The print ad follows a pattern of the no on 1 campaign, which has rarely mentioned EDR by name. A television ad by the group Secure Maine's Ballot was last week criticized for referring to "Maine's ethics law," while the Maine GOP ad claims the yes on 1 coalition wants to repeal "Maine's election laws."
Members of the yes on 1 coalition say their opponents are attempting to confuse voters.
Bellows, with the ACLU of Maine said, "Question 1 is just about same-day voter registration. It’s not a referendum on the ACLU or EqualityMaine, or marriage equality. It’s a referendum on same-day voter registration."
Webster declined to identify which Republican lawmakers who objected to the print ad.
"I had a couple of legislators . . . they were upset about it, too," he said. "They just said they wish I hadn’t done it. They said it could be perceived as . . . inappropriate, that sort of thing."
Harold Clough, the treasurer of the Secure Maine's Ballot PAC, which also supports no on 1, told the blog Dirigo Blue that he found the ad "distasteful and irrelevant."

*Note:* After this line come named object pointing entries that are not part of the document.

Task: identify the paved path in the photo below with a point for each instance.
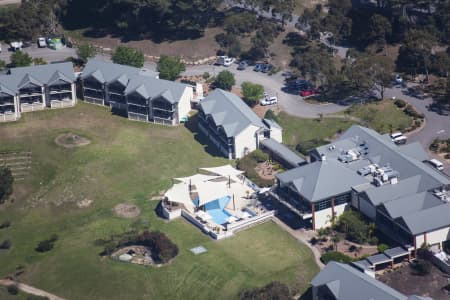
(300, 236)
(29, 289)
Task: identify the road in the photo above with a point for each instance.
(47, 54)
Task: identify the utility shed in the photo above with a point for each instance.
(282, 154)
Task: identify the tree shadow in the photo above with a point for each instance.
(201, 138)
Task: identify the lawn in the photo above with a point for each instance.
(382, 116)
(125, 162)
(296, 130)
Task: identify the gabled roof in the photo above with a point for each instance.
(235, 115)
(107, 72)
(347, 283)
(428, 219)
(44, 74)
(411, 204)
(321, 180)
(149, 87)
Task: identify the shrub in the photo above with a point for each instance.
(6, 244)
(5, 224)
(305, 147)
(13, 289)
(400, 103)
(273, 291)
(382, 247)
(421, 267)
(47, 245)
(259, 156)
(335, 256)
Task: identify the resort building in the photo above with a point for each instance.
(339, 281)
(220, 202)
(136, 93)
(390, 184)
(232, 126)
(35, 88)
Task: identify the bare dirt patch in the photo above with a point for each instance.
(71, 140)
(126, 210)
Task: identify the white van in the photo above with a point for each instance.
(437, 164)
(400, 140)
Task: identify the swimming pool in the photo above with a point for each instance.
(216, 209)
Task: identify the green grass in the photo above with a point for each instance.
(296, 130)
(381, 116)
(126, 162)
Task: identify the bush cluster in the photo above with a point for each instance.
(47, 245)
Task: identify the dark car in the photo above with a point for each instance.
(267, 68)
(258, 67)
(242, 65)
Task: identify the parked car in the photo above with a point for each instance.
(228, 61)
(42, 43)
(269, 101)
(258, 67)
(307, 93)
(267, 68)
(242, 65)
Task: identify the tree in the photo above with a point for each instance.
(39, 61)
(86, 51)
(252, 92)
(21, 59)
(128, 56)
(379, 30)
(225, 80)
(6, 184)
(170, 67)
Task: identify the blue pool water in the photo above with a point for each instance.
(216, 209)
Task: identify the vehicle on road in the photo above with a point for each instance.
(41, 42)
(267, 68)
(15, 46)
(242, 65)
(436, 164)
(228, 61)
(268, 101)
(258, 67)
(309, 92)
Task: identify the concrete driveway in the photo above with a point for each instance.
(47, 54)
(292, 104)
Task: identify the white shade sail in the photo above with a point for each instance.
(210, 191)
(194, 179)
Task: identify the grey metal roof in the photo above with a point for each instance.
(46, 74)
(353, 284)
(428, 219)
(414, 150)
(108, 72)
(321, 179)
(396, 252)
(272, 124)
(230, 112)
(284, 152)
(411, 204)
(404, 187)
(149, 87)
(377, 259)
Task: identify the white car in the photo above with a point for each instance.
(228, 61)
(268, 101)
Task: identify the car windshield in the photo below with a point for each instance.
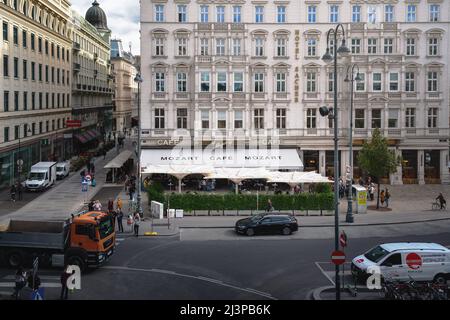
(376, 254)
(37, 175)
(106, 228)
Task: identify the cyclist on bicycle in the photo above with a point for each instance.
(442, 201)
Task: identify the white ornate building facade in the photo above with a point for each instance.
(237, 69)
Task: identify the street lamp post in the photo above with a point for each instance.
(138, 79)
(352, 79)
(333, 113)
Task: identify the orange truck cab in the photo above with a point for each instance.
(86, 239)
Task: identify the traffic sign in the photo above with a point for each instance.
(414, 261)
(343, 239)
(338, 257)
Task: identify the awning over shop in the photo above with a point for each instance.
(120, 160)
(271, 159)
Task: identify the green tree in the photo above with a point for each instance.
(377, 160)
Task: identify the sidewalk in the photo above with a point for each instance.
(65, 198)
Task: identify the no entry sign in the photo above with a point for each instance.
(338, 257)
(414, 261)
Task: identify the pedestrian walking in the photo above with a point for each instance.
(64, 278)
(12, 192)
(119, 217)
(137, 222)
(20, 282)
(387, 196)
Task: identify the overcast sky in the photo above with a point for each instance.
(123, 19)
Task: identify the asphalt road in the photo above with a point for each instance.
(151, 269)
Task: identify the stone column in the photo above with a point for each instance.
(445, 176)
(396, 178)
(322, 158)
(421, 166)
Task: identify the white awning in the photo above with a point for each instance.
(119, 161)
(271, 159)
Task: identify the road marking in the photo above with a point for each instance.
(217, 282)
(324, 273)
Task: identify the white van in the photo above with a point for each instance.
(403, 261)
(62, 170)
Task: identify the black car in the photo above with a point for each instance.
(267, 224)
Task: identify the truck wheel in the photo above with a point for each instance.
(14, 259)
(76, 261)
(440, 278)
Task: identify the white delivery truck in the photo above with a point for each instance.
(405, 261)
(42, 175)
(62, 169)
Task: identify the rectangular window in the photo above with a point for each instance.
(204, 81)
(182, 118)
(435, 12)
(205, 119)
(281, 118)
(281, 14)
(376, 118)
(5, 134)
(372, 46)
(238, 119)
(204, 13)
(259, 14)
(204, 46)
(334, 13)
(5, 66)
(15, 35)
(432, 117)
(360, 118)
(238, 85)
(281, 82)
(159, 119)
(181, 82)
(159, 13)
(311, 82)
(410, 118)
(5, 31)
(393, 81)
(393, 118)
(182, 13)
(356, 46)
(182, 46)
(220, 14)
(5, 101)
(388, 46)
(259, 47)
(312, 14)
(237, 14)
(433, 46)
(311, 119)
(160, 82)
(221, 81)
(389, 13)
(410, 46)
(259, 82)
(220, 46)
(361, 85)
(258, 118)
(411, 13)
(24, 39)
(410, 82)
(356, 14)
(221, 119)
(376, 83)
(432, 81)
(312, 47)
(236, 47)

Despite the criticism that has hovered over Webster's campaign against Question 1, the party chairman said he is confident his side will prevail on Election Day.
"I think we're going to win this," he said.
Recent polls show that Webster and the no on 1 groups are trailing the issue, but not by much.
The campaign will be decided Tuesday at the ballot box. Secretary of State Charlie Summers on the weekend predicted a 35 percent voter turnout. Supporters of EDR are hoping several casino referendums and Question 1 will push the turnout higher.
This story has been corrected to reflect Secretary of State Charlie Summers' projected voter turnout.